3
1 Todo tiene su tiempo, y todo lo que se quiere debajo del cielo tiene su hora:
2 tiempo de nacer,
y tiempo de morir;
tiempo de plantar,
y tiempo de arrancar lo plantado;
3 tiempo de matar,
y tiempo de curar;
tiempo de destruir,
y tiempo de edificar;
4 tiempo de llorar,
y tiempo de reír;
tiempo de endechar,
y tiempo de bailar;
5 tiempo de esparcir piedras,
y tiempo de juntar piedras;
tiempo de abrazar,
y tiempo de abstenerse de abrazar;
6 tiempo de buscar,
y tiempo de perder;
tiempo de guardar,
y tiempo de desechar;
7 tiempo de rasgar,
y tiempo de coser;
tiempo de callar,
y tiempo de hablar;
8 tiempo de amar,
y tiempo de aborrecer;
tiempo de guerra,
y tiempo de paz.
9 ¿Qué provecho saca el que trabaja de aquello en que se afana?
10 Yo he visto el penoso afán que Dios ha dado a los hijos de los hombres para que se ocupen en él.
11 Todo lo hizo hermoso en su tiempo; y aun ha puesto la eternidad en el corazón de ellos, sin que alcance el hombre a entender la obra que ha hecho Dios desde el principio hasta el fin.

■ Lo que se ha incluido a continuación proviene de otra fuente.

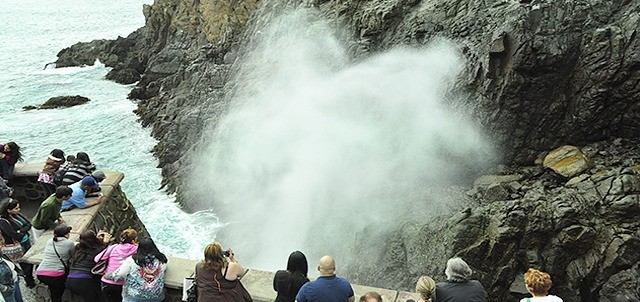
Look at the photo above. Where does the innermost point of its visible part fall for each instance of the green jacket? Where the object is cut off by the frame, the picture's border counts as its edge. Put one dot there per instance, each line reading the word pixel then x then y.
pixel 48 214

12 Yo he conocido que no hay para ellos cosa mejor que alegrarse y hacer bien en su vida;
13 y también que es don de Dios que todo hombre coma y beba, y goce del bien de toda su labor.
14 He entendido que todo lo que Dios hace será perpetuo; sobre aquello no se añadirá, ni de ello se disminuirá; y lo hace Dios para que delante de él teman los hombres.
15 Aquello que fue, ya es; y lo que ha de ser, fue ya; y Dios restaura lo pasado.
16 Vi más debajo del sol: en lugar del juicio, allí la impiedad; y en lugar de la justicia, allí la iniquidad.
17 Y dije yo en mi corazón: “Al justo y al impío juzgará Dios; porque allí hay un tiempo para todo lo que se quiere y para toda obra”.
18 Dije en mi corazón, en orden a la condición de los hijos de los hombres, que Dios los prueba para que vean que ellos mismos son como bestias.
19 Porque lo que sucede a los hijos de los hombres, y lo que sucede a las bestias, un mismo suceso es: como mueren los unos, así mueren las otras, y una misma respiración tienen todos; ni tiene ventaja el hombre sobre la bestia; porque todo es vanidad.
20 Todo va a un mismo lugar; todo es hecho del polvo, y todo volverá al mismo polvo.
21 ¿Quién sabe si el espíritu de los hijos de los hombres sube arriba, y si el espíritu de la bestia desciende abajo a la tierra?
22 Así, pues, he visto que no hay cosa mejor para el hombre que alegrarse en sus obras, porque esa es su parte; porque ¿quién lo llevará para que vea lo que ha de ser después de él?